A part of Grace wanted to savor the moment, but another part of her wouldn’t allow herself to relax. She wavered between wanting to confide in Brady and not trusting him. She wanted to believe if anyone could help her save her mother, it would be him. But Kane had said no cops, and Grace knew that he was not the kind of man to cross. If he thought Grace had talked to the authorities, he would kill her mother without thinking about it twice.
The restaurant was crowded inside with truckers too weary to battle the deteriorating road conditions. The overall mood was somber as they sat hunched over coffee and sandwiches, contemplating their blown schedules.
With his hand on her back, Brady guided Grace to a booth in the back.

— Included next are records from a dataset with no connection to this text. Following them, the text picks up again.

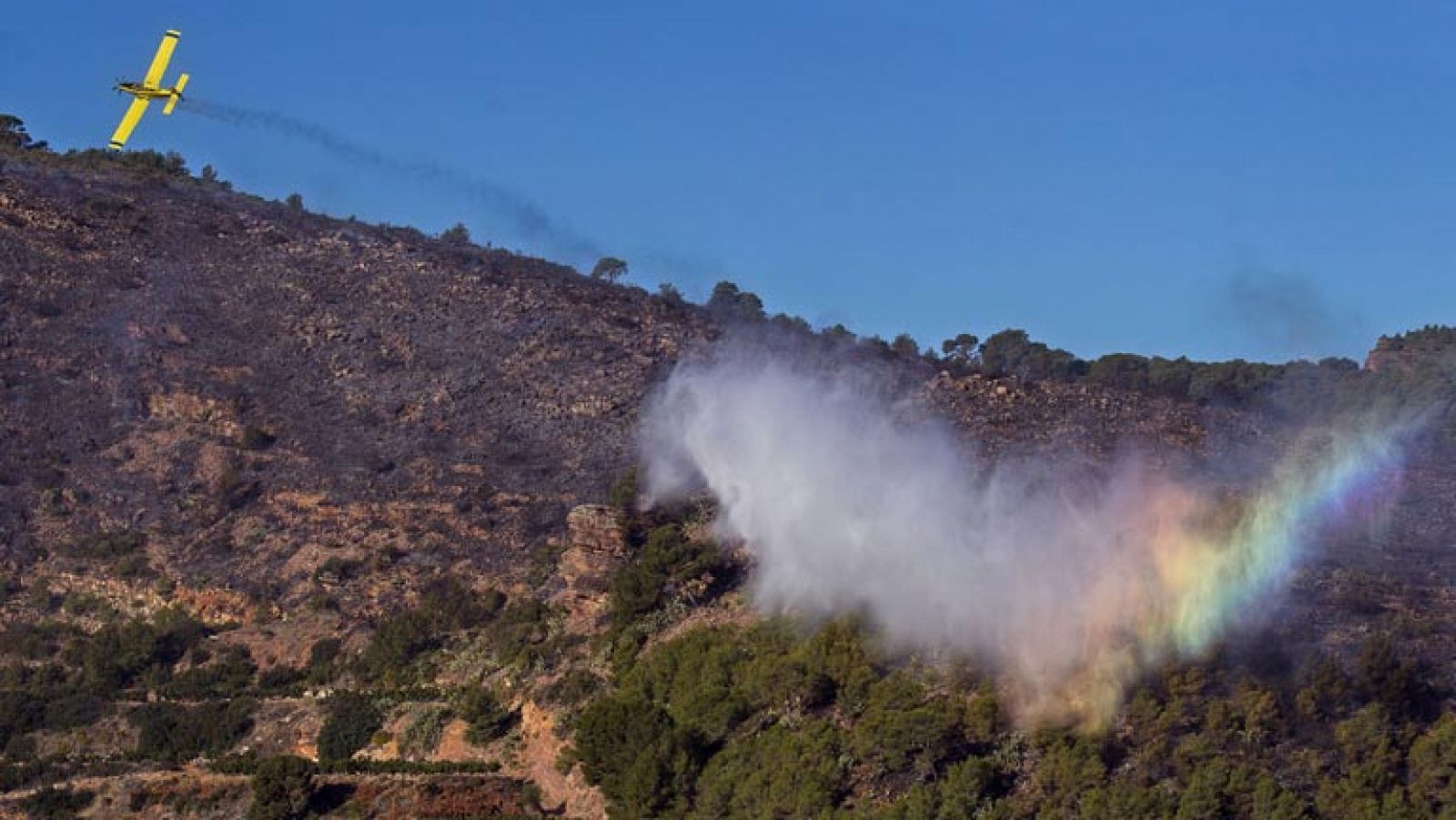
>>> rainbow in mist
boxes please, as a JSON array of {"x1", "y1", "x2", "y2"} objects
[
  {"x1": 1054, "y1": 424, "x2": 1414, "y2": 727},
  {"x1": 1156, "y1": 427, "x2": 1403, "y2": 654}
]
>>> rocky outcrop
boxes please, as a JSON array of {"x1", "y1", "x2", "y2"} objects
[{"x1": 556, "y1": 504, "x2": 628, "y2": 633}]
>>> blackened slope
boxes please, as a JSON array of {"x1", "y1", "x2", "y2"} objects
[{"x1": 0, "y1": 162, "x2": 713, "y2": 600}]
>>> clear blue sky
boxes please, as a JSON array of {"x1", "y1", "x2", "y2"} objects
[{"x1": 0, "y1": 0, "x2": 1456, "y2": 359}]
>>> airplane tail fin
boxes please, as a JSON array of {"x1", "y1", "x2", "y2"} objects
[{"x1": 162, "y1": 75, "x2": 187, "y2": 114}]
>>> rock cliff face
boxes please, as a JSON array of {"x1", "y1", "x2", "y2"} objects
[{"x1": 558, "y1": 504, "x2": 628, "y2": 633}]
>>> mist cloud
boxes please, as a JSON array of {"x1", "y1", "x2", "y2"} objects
[{"x1": 642, "y1": 342, "x2": 1400, "y2": 724}]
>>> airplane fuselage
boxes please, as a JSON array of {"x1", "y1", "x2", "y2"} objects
[{"x1": 116, "y1": 83, "x2": 172, "y2": 99}]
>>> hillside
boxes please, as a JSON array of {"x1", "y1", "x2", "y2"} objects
[{"x1": 0, "y1": 137, "x2": 1456, "y2": 817}]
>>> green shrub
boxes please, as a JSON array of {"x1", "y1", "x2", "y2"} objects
[
  {"x1": 126, "y1": 698, "x2": 258, "y2": 764},
  {"x1": 20, "y1": 786, "x2": 96, "y2": 820},
  {"x1": 318, "y1": 692, "x2": 384, "y2": 760},
  {"x1": 854, "y1": 672, "x2": 963, "y2": 774},
  {"x1": 609, "y1": 524, "x2": 719, "y2": 629},
  {"x1": 248, "y1": 754, "x2": 318, "y2": 820},
  {"x1": 692, "y1": 720, "x2": 847, "y2": 818}
]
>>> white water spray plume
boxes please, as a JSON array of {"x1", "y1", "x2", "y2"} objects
[{"x1": 641, "y1": 342, "x2": 1410, "y2": 725}]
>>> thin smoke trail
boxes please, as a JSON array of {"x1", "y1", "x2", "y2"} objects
[{"x1": 177, "y1": 97, "x2": 602, "y2": 259}]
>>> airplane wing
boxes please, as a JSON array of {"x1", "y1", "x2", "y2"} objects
[
  {"x1": 141, "y1": 29, "x2": 182, "y2": 89},
  {"x1": 109, "y1": 97, "x2": 148, "y2": 151}
]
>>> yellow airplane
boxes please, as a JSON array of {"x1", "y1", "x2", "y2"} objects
[{"x1": 109, "y1": 29, "x2": 187, "y2": 151}]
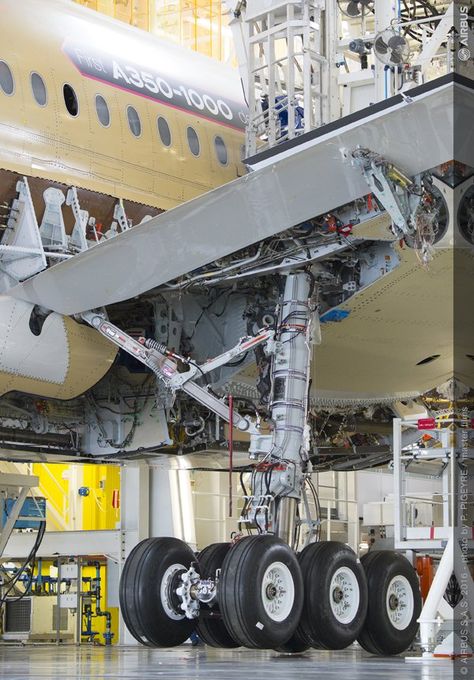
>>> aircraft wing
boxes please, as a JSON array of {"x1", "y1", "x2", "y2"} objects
[{"x1": 9, "y1": 75, "x2": 462, "y2": 314}]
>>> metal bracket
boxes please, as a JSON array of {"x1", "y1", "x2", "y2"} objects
[
  {"x1": 66, "y1": 187, "x2": 89, "y2": 252},
  {"x1": 351, "y1": 149, "x2": 421, "y2": 236},
  {"x1": 81, "y1": 312, "x2": 274, "y2": 434}
]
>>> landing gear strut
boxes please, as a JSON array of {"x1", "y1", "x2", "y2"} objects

“Just coffee,” she told the tired waitress who sauntered over to take their orders.
“Sure you don’t want something to eat?” Brady asked her.
“Trust me, I couldn’t swallow a bite.” She stood. “If you’ll excuse me, I think I’ll go freshen up.” She said it in front of the waitress, so that Brady couldn’t stop her without creating a scene, or at the very least, arousing the waitress’s curiosity.
But as she walked back to the rest rooms, she could feel his gaze on her. She knew that he would be watching the exit, making sure she didn’t somehow slip out.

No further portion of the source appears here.